Mak Gadi Hasilkan Empat Rumah Mewah Dari Hasil Bisnis Narkoba Selama 30 Tahun

Polres Indragiri Hulu membentuk tim gabungan dari Reserse Kriminal dan Reserse Narkoba untuk mengusut kekayaan dari Mak Gadi. Wanita berusia 61 tahun yang telah menggeluti bisnis narkoba sejak tahun 1990 sehingga diduga memiliki banyak aset yang diperoleh dari bisnis haram tersebut.

Menurut Kapolres Indragiri Hulu, AKBP Efrizal, Mak Gadi akan dikenakan pidana tambahan selain UU Nomor 35 Tahun 2009 mengenai Narkotika.

“Apakah nantinya dapat digeser ke tindak pidana pencucian uang (TPPU),” kata Efrizal.

Efrizal mengatakan bahwa Mak Gadi memiliki rumah mewah di Desa Kuantan Babu, Kecamatan Rengat. Dibagian belakang rumahnya ada beberapa rumah yang ditinggali oleh anak-anaknya serta menatu yang juga ikut menjadi bandar dan pengedar narkoba.

Mak Gadi Hasilkan Empat Rumah Mewah Dari Hasil Bisnis Narkoba Selama 30 Tahun

“Ada empat rumah disana, sekelilinginya ada CCTV,” kata Efrizal.

Efrizal menjelaskan bahwa Mak Gadi telah berbisnis narkoba sejak suaminya masih hidup 30 tahun lalu. Dia pun meneruskan bisnis haram tersebut bersama anak-anaknya beserta menantu ketika suaminya meninggal dunia.

Informasi yang diperoleh, narkoba jenis sabu ketika masuk ke rumahnya jumlahnya dalam kiloan. Setelah itu, barang haram itu dipecah-pecah menjadi paket kecil yang disebar ke pengedar lain.

Walaupun penjadi bandar, Mak Gadi diketahui tidak selalu menggunakan narkoba. Hal ini berbeda dengan anak dan menantunya karena hasil tes urine anak dan menantu dinyatakan positif narkoba.

“Mak Gadinya ini urinenya negatif. Untuk asal usul barang yang dijualnya sejauh ini dia masih tutup mulut,” kata Efrizal.

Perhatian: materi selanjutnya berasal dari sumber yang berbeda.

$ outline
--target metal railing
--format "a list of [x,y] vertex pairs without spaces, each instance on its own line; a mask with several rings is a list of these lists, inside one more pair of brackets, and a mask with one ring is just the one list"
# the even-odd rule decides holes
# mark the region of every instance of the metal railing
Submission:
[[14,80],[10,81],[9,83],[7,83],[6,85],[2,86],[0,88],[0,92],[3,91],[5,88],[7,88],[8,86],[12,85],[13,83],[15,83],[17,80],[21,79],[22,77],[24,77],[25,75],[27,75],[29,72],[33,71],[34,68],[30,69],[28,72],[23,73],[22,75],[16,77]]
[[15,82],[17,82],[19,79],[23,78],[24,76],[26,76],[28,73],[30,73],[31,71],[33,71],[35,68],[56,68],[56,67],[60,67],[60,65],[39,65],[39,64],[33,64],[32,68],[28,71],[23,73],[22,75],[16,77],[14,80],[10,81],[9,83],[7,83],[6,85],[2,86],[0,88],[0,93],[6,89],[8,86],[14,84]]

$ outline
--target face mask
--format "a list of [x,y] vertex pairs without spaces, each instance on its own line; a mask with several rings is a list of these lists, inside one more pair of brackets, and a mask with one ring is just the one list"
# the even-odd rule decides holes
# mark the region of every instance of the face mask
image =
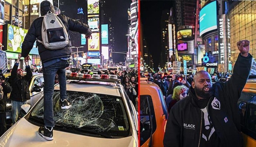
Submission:
[[183,92],[179,95],[179,98],[181,100],[182,99],[184,98],[185,98],[187,96],[187,92]]

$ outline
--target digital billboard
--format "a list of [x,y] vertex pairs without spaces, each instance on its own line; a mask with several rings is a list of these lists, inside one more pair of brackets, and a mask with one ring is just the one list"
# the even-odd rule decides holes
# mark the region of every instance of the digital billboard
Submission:
[[92,39],[88,40],[88,51],[99,51],[99,33],[94,33],[92,36]]
[[88,14],[99,13],[99,0],[88,0],[87,11]]
[[8,24],[7,51],[21,53],[21,47],[28,30]]
[[213,1],[204,7],[199,14],[200,36],[204,34],[217,29],[217,5]]
[[187,43],[185,42],[178,44],[178,51],[187,51]]
[[109,44],[108,27],[107,24],[101,25],[101,44]]
[[99,17],[88,19],[88,25],[92,32],[99,32]]
[[87,59],[87,62],[89,63],[100,65],[100,59]]
[[81,34],[81,45],[84,45],[86,44],[86,38],[85,35]]
[[101,54],[103,56],[103,59],[108,60],[109,58],[109,47],[108,46],[101,47]]
[[184,29],[178,31],[177,39],[178,40],[189,40],[193,39],[192,29]]

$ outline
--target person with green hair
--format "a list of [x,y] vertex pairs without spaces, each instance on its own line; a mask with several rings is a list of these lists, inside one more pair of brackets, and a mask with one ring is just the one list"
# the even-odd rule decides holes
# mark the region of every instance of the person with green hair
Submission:
[[178,101],[187,96],[188,88],[184,85],[177,86],[173,89],[172,99],[170,102],[168,107],[168,112],[170,112],[172,107]]

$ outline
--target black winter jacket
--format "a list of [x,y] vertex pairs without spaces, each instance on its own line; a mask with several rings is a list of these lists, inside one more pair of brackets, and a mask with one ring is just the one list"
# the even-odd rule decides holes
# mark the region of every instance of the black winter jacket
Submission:
[[[250,54],[245,57],[240,54],[231,78],[226,82],[218,82],[212,85],[213,95],[208,103],[207,111],[222,147],[243,146],[237,103],[249,76],[252,58]],[[195,98],[194,89],[191,87],[188,97],[171,109],[164,139],[164,146],[202,146],[200,140],[202,139],[203,126],[201,125],[204,115],[196,104]],[[218,106],[216,105],[217,101]]]
[[0,113],[5,113],[6,101],[7,98],[7,94],[10,93],[11,91],[11,88],[6,82],[2,83],[1,86],[3,87],[2,91],[4,92],[4,95],[3,98],[0,100]]
[[[55,13],[54,8],[48,1],[45,1],[40,4],[40,13],[41,16],[46,14],[50,11]],[[92,31],[87,24],[70,19],[63,14],[58,15],[59,17],[65,26],[67,31],[69,31],[78,32],[86,36],[90,35]],[[42,40],[41,30],[43,17],[40,17],[35,19],[32,23],[26,35],[21,46],[21,56],[26,57],[33,47],[36,39]],[[57,50],[50,50],[46,48],[44,45],[36,41],[38,47],[38,51],[42,63],[53,59],[60,58],[69,57],[71,54],[71,43],[70,37],[69,35],[69,44],[64,49]]]
[[11,93],[10,99],[12,101],[25,101],[30,99],[30,94],[29,87],[29,81],[32,77],[32,72],[30,67],[29,66],[26,68],[26,75],[19,78],[17,74],[18,66],[14,64],[11,71],[11,85],[12,90]]

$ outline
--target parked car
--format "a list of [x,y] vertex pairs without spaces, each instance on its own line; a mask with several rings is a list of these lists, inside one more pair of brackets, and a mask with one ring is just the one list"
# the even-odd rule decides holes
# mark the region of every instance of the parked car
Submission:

Menurut Efrizal, masyarakat di desa tersebut berterima kasih kepada Polres karena telah menangkap Mak Gadi. Pasalnya selama ini, warga setempat resah dengan aktivitas dari keluarga Mak gadi.

“Apalagi selama ini seperti tidak tersentuh makanya masyarakat sangat antusias,” kata Efrizal.

Didalam kasus ini, satu anak Mak Gadi telah ditetapkan sebagai buron. Ia berhasil melarikan diri ketika petugas datang mendobrak satu per satu rumah Mak Gadi.

“Mak Gadi sendiri ditangkap di kamar mandi setelah membuang barang bukti. Melalui pemeriksaan, Sabu dan tembakau gorila akhirnya ditemukan di septic tank di rumah Mak Gadi,” kata Efrizal.

Mak Gadi ditangkap pekan lalu dirumahnya setelah salah satu langganannya ditangkap oleh polisi. Ia ditangkap bersama dengan dua anak dan tiga menantunya. Satu anaknya saat ini masih buron.